You are known to be an avid follower of the Austrian School of Economics. What can an investor learn from the Austrian school?
You can learn a lot of things. For instance, if a company is making a lot of money you will have other companies coming in with more capital and returns will go down. On the other hand, when everybody is losing money then capital goes out and returns will start improving.
You can learn that if you manipulate interest rates you can run into problems. If you lower interest rates too much, that could lead to an incentive to invest too much. That is what has happened in the last six to eight years.
Take another instance. Growth in an economy should be based on savings and productivity growth. If you look at China, you will see a savings rate of 30 per cent with productivity growth of 6-7 per cent every year. We are absolutely confident that China’s growth is sustainable and that’s due to the Austrian economics approach. It helps to have a framework that can help in stock selection.

Being such a fan of Austrian economics, what books on economics do you recommend?
I used to read a Spanish professor called Jesus Huerta de Soto. He is one of the world’s leading Austrian economists. He has written an extremely good book on economic cycles and money and banking that for me was very useful in avoiding banks in Spain and the rest of the world (you can get the book online at http://www.jesushuertadesoto. com/madre2.htm).

Are you invested in any Indian company?
Not really. But we invest in companies in Europe that have operations in India, like BMW, Schindler, etc. We invest in Europe because we think Europe is much less efficient than the US. And it is closer to home. We find very good companies at very good prices of around eight times earnings. So we have not gone far to China or India. Plus, we think travelling too far from your home country to invest makes the investment process weak. We try to avoid that as much as we can.

You invested in Arcelor only a few days before Lakshmi Mittal made a bid for the company. What attracted you to Arcelor?
We invested in Arcelor in the Spanish fund. We used to own Aceralia, a Spanish company that was bought by Arcelor, and then Arcelor was bought by Mittal. It was a commodity business and we bought it when the commodity was still low and was not recognised by the market. We did that five years ago. We bought some of them and we just played the cycle over there.

And how much money did you make out of the whole Arcelor-Mittal acquisition?
It was 50 per cent but that was pure luck.
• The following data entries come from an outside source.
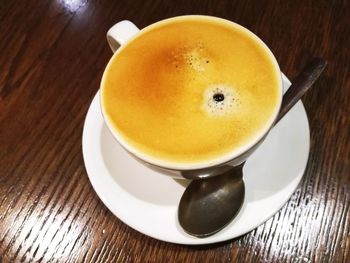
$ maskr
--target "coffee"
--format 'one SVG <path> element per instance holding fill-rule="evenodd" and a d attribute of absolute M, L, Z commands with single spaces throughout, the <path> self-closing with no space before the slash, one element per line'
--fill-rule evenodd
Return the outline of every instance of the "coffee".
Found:
<path fill-rule="evenodd" d="M 281 100 L 280 72 L 254 35 L 222 19 L 156 23 L 122 46 L 101 84 L 105 119 L 139 152 L 203 163 L 266 131 Z"/>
What is your view on attending shareholder meetings?
We used to attend shareholder meetings of Spanish companies to see how they were doing. But most of the time we like to invest in companies where we like what’s going on. If we don’t like what’s going on, we will sell our shares. We don’t fight management.

You have earlier called shareholder meetings as wedding parties. Why is that?
Oh, that was a long time ago! When I used to attend the shareholder meetings of some Spanish companies, there was only the family attending and it used to feel like I was going to a party of the family or something like that!

How do you relax? What do you do when you are not working?
My main hobby is reading. I spend time with my family, and whenever I can, I play golf. It’s a very simple life.